Film Review: Girlfight
Elaine on a boxing film that packs a different sort of punch
"Girlfight" tells the story of an angry young woman taking control. Teenager Diana (Michelle Rodriguez) lives in a cramped Brooklyn apartment with her father Sandro (Paul Calderon) and younger brother Tiny (Ray Santiago). Her mother is dead and she has only one friend, timid schoolmate Marisole (Elisa Bocanegra). Diana's eager affinity with violence has her blacklisted by school staff but threats of expulsion fall on deaf and defiant ears.
If everybody walked on eggshells around her, Diana might let things go. When cruel high school bitchiness wounds her best friend, however, Diana's fierce loyalty pitches her into overdrive. Besides, she's just too good at fighting to let that one outlet go. At home, her volatile relationship with Sandro teeters dangerously on the brink of all-out warfare and Tiny, lumbered with the role of peacekeeper, looks suitably stressed-out.
In the past, boxing has served films well as salvation for the disaffected young male. Slotting a girl into the role of "underdog-come-good" proves a smooth transition here and writer/director Karyn Kusama barely tampers with the narrative conventions of this well-worn genre. At the local boxing club, Diana relentlessly strives to prove herself. Her determination and obvious talent eventually wins over dubious trainer Hector (Jaime Tirelli) and it soon emerges that she has very real competitive potential.
Where Kusama's story necessarily differs, however, is in her treatment of Diana's personal struggle with the social constraints threatening to stifle her.
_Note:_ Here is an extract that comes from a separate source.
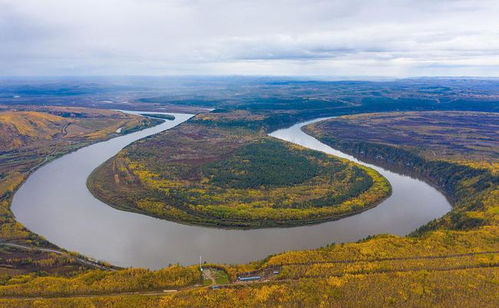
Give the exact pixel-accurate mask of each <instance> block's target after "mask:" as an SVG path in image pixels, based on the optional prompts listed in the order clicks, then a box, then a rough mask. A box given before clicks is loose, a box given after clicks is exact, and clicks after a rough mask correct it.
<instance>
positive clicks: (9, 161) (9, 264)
mask: <svg viewBox="0 0 499 308" xmlns="http://www.w3.org/2000/svg"><path fill="white" fill-rule="evenodd" d="M31 109H36V110H37V111H33V110H30V111H17V110H7V111H4V112H0V280H1V281H4V282H6V281H8V280H9V279H10V277H12V276H14V275H19V274H24V273H38V274H33V277H36V276H38V275H39V274H40V275H46V274H61V275H69V274H74V273H79V272H81V271H82V270H86V269H89V268H95V267H96V266H94V264H93V263H94V262H87V261H86V260H85V258H82V257H81V256H79V255H78V254H72V253H66V252H64V253H56V252H54V251H56V250H57V251H59V250H58V248H57V247H55V246H54V245H52V244H50V243H48V242H47V241H46V240H45V239H43V238H42V237H40V236H38V235H36V234H34V233H32V232H30V231H29V230H27V229H26V228H25V227H24V226H22V225H21V224H20V223H18V222H16V220H15V218H14V216H13V215H12V212H11V211H10V208H9V207H10V202H11V198H12V196H13V194H14V192H15V190H16V189H17V188H18V187H19V185H20V184H21V183H22V182H23V181H24V180H25V179H26V177H27V176H28V175H29V173H30V172H32V171H33V170H35V169H36V168H38V167H39V166H41V165H42V164H44V163H46V162H48V161H50V160H51V159H54V158H56V157H59V156H60V155H63V154H65V153H68V152H70V151H73V150H76V149H78V148H81V147H83V146H85V145H88V144H90V143H94V142H96V141H99V140H104V139H107V138H110V137H113V136H116V135H118V133H116V131H117V130H118V128H122V130H121V131H122V133H124V132H129V131H134V130H138V129H142V128H145V127H148V126H152V125H154V124H156V123H159V120H158V121H156V120H151V119H147V118H143V117H140V116H135V115H127V114H123V113H121V112H115V111H108V110H96V109H86V108H65V107H38V108H31ZM13 243H15V244H13ZM16 245H17V246H16ZM40 247H45V248H49V249H45V250H40V249H35V248H40ZM31 248H33V249H31ZM50 249H53V250H54V251H50ZM97 267H99V266H98V265H97Z"/></svg>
She uses "Girlfight" to call into question the wisdom and validity of modern-day gender stereotyping. The muscle-bound and androgynously clad Diana does not consciously reject all of the superficial markers of femininity, from crossed legs and make-up to flirtation and domesticity. She is just different. Kusama flatly refuses to entertain any reference to the stereotypically "butch" elements inherent in Diana's identity. Her character is, instead, realised within an almost exclusively male domain.
In it there is her father, whose relentless machismo blinds him to the reality of who his daughter actually is. While Diana's irreconcilable differences with Sandro hurtle towards a violent crescendo, Hector replaces him as parental figure and mentor. Diana also embarks on a tentative romance with fellow boxer Adrian (Santiago Douglas). He is at once intrigued and threatened by his feisty love interest. Her dissimilarity from the pretty, feminine girls to whom he is accustomed means that the film is punctuated by stop-start moments of romantic indecision.
Tiny, meanwhile, offsets his sister's aggression with a gentleness that defies his father's hackneyed sense of masculinity. While Diana relishes the physicality of boxing, Tiny prefers art and hates the boxing lessons to which his father subjects him. Kusama seems content to keep her study of gender identity, for the most part, on this simplified level of girl's doing boys stuff and vice versa. Her interest lies whole-heartedly with the extreme, represented by Michelle Rodriguez' Diana.
Diana hits from the heart. She is closer to her emotions than most "well balanced" people could hope to be and this gives the film a reckless and liberating quality. There is no doubt that "Girlfight" is at its best when showcasing newcomer Rodriguez' considerable talent. Supporting characters can do little more than support as she burns up and takes over the screen with a dynamism that ably sees the film through its weaker moments. And there are weak moments. "Girlfight" at times loses pace and certain plot elements are left to wither away, untended. On the whole, however, it entertains and does much to support its director's conviction that we should see far more "strong, difficult females in the primary role".